But without the internet?

Suddenly, all my documents were floating in the ether. My reference files? Vanished. My email drafts? Unreachable. I had the gall to try looking up whether a cinnamon bun existed in 1893 (don’t ask), and the little “no connection” dinosaur just stood there mocking me with his tiny pixelated arms.

I realized something unsettling: I didn’t know how to write without having the entire universe at my fingertips. It was like trying to cook a five-course meal with a single spoon and no idea what’s in the fridge.

And don’t even get me started on how I couldn’t vent about it. My email? Down. My group chat? Dark. I was trapped with my own thoughts. It was just me and my spiraling imagination, which—as a cozy mystery author—meant that by hour two, I was convinced the outage was part of a sinister plot, and possibly the dog was involved.
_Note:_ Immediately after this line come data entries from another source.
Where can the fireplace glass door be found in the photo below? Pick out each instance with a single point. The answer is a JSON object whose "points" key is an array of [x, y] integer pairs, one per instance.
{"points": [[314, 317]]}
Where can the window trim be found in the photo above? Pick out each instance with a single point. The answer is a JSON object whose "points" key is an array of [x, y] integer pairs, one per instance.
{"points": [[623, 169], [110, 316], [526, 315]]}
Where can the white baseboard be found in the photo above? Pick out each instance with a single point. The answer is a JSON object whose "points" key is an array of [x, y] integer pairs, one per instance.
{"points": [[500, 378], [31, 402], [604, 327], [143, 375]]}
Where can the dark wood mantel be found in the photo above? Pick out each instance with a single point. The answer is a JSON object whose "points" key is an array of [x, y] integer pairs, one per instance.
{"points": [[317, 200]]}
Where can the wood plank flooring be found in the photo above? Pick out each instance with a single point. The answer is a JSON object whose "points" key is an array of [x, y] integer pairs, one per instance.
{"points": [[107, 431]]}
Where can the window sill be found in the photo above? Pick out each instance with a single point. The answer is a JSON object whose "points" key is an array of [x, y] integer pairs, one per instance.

Eventually, I gave up. Curled up with a book, decided the day was wasted, and dove into my embarrassingly tall TBR stack like a defeated heroine. It was oddly peaceful—until I remembered I couldn’t post about it online.

Here’s the thing: the internet has only been around in its full glory for less than 30 years, and yet it has completely rewired our lives. For writers. For readers. For everyone who’s ever looked up “what poison kills instantly but smells like vanilla.” (For a book. Obviously.)

It made me think of a quote I saw once:
“You never really know someone until you've seen them try to function for three hours with slow internet.”
I would now like to amend that to: “You never really know yourself until you’ve tried to write a novel during a full internet outage with only a confused dog and cold coffee for company.”

So, dear reader, if you ever catch me gazing wistfully into the distance, it’s not because I’m dreaming up plot twists. It’s because I’m remembering the day the internet left me… and how I almost started writing on actual paper again.

Almost.

So how did I manage to survive the day? I finally decided 'research' was really called for, I went upstairs into the library, grabbed one of my favorite cozy mysteries and put up my feet. No excuse needed because - hey, the internet's out!